FDA’s work on sunscreen TEAs within the deadlines set by the act, however, will give an idea of the impact (see box below).

“We’ll benefit a little bit over the next few months in terms of what comes out with the sunscreen ingredients,” CHPA Associate General Counsel Carolyn Herrmann said. “This is really kind of a source we can study going forward,” she added.

Deadlines ‘A Good Start’

As other stakeholders told FDA in comments on improving the OTC monograph amendment process, CHPA says TEA process deadlines alone likely will not generate significant improvements. FDA in February 2014 published a notice for comment on overhauling its OTC drug monograph process to be “more agile and responsive” (Also see "FDA Floats OTC Monograph Overhaul To Be “More Agile And Responsive”" - Pink Sheet, 24 Feb, 2014.).

Hermann pointed out that imposing deadlines on FDA does not mean the agency will always deliver positive results on TEAs faster. “They obviously don’t mandate whether the FDA has to accept or reject an application,” she said.

In its comments on updating the monograph system, CHPA suggested FDA streamline the existing three-step TEA process to two steps to reduce redundant data requirements.

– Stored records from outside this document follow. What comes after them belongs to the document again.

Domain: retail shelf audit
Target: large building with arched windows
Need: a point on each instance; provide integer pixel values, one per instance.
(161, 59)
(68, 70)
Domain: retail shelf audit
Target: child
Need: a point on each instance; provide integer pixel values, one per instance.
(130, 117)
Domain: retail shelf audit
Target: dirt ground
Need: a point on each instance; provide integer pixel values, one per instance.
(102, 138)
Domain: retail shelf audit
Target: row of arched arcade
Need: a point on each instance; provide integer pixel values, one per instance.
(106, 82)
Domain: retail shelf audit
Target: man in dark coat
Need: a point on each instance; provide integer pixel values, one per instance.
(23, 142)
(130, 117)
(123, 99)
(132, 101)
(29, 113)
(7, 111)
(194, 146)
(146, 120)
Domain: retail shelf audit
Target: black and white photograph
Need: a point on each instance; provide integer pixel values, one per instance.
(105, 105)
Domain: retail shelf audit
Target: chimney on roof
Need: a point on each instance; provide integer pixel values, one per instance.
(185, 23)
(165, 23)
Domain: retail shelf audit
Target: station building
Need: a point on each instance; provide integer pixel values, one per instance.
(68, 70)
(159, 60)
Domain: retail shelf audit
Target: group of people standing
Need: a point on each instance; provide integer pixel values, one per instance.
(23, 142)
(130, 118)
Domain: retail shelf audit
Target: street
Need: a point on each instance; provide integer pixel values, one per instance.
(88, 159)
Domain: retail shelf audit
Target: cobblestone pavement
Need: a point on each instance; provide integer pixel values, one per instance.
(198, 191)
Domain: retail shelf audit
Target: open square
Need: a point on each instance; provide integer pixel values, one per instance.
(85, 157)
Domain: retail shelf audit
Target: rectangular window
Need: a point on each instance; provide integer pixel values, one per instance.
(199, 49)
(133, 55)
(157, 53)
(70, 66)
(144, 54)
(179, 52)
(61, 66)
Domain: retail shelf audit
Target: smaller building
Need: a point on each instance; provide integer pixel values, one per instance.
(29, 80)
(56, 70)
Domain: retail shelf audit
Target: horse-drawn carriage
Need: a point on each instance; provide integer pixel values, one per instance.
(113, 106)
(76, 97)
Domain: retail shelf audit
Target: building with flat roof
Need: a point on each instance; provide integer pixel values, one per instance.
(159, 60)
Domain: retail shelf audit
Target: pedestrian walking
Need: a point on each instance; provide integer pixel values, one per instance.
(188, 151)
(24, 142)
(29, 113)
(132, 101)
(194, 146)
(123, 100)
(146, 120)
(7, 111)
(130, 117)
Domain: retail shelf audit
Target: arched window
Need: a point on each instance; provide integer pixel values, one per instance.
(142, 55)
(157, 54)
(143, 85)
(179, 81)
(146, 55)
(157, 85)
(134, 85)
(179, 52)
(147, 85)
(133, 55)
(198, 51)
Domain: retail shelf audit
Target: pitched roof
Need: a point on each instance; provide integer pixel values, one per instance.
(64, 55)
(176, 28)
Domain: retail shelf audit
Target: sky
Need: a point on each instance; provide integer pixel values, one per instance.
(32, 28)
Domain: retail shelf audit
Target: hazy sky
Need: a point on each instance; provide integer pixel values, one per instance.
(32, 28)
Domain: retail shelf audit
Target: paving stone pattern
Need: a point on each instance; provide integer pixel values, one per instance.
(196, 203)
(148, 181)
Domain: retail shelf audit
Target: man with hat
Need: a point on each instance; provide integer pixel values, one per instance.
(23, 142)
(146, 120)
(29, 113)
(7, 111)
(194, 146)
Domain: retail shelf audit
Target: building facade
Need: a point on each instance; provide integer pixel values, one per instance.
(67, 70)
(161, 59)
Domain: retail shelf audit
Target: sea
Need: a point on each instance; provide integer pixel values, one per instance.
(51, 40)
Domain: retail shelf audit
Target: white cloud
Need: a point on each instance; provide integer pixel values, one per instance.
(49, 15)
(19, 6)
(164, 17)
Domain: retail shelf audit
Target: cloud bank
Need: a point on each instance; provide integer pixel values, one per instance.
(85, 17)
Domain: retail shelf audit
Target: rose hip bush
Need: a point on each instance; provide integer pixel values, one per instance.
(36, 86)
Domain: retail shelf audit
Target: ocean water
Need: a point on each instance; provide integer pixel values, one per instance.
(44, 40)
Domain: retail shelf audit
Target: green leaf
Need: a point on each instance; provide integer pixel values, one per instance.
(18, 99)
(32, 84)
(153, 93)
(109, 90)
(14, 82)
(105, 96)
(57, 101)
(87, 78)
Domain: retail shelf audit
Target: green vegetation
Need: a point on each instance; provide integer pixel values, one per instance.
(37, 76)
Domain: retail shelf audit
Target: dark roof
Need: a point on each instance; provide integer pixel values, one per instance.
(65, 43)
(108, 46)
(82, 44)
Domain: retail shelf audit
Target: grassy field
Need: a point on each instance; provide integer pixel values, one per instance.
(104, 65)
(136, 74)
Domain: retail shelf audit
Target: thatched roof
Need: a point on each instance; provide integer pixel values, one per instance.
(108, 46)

The trade group recommended FDA first conduct a threshold review of an ingredient’s eligibility to be included in the monograph, and if this standard is met, allow the ingredient to be marketed on an interim basis while an amendment to the monograph is pending (Also see "TEA Changes, GRASE Basics Central To CHPA Monograph Comments" - Pink Sheet, 15 May, 2014.).

CHPA also suggests applying to the monograph process the temporary use permits FDA issues for food products that do not conform to standards of identity, allowing marketing of new products while the agency conducts a rulemaking to amend the relevant standards of identity.

Additionally, the Sec. 505(b)(2) process for deviations from a monograph that require safety and efficacy data not already included in a monograph can provide an amendment pathway, CHPA commented. Sec. 505(b)(2) was added to the Food, Drug and Cosmetic Act by the Drug Price Competition and Patent Term Restoration Act of 1984 – the Hatch-Waxman amendments – and permits FDA to rely, for approval of an NDA, on data not developed by the applicant.

The trade group also asks FDA to consider establishing a more formal collaborative partnership with stakeholders to collect and evaluate available data; says appropriate use of FDA’s enforcement discretion is a critical tool to expeditious monograph changes; and asserts the regulated industry is willing to cooperate in adopting labeling changes, conducting studies or removing ingredients from marketed products before formal rulemaking procedures are completed.

Hermann noted the while the recently passed legislation is limited to imposing TEA deadlines, “I think what this produces is a good start.”

“This hopefully will address some of the issues that we’ve had under the monograph system when it comes to time and extent applications,” she added.

FDA in 2002 established the TEA process as a pathway for adding substances to an OTC drug monograph that have been marketed “to a material extent and for a material time” – in a foreign market, for example – and have safety data to back them up.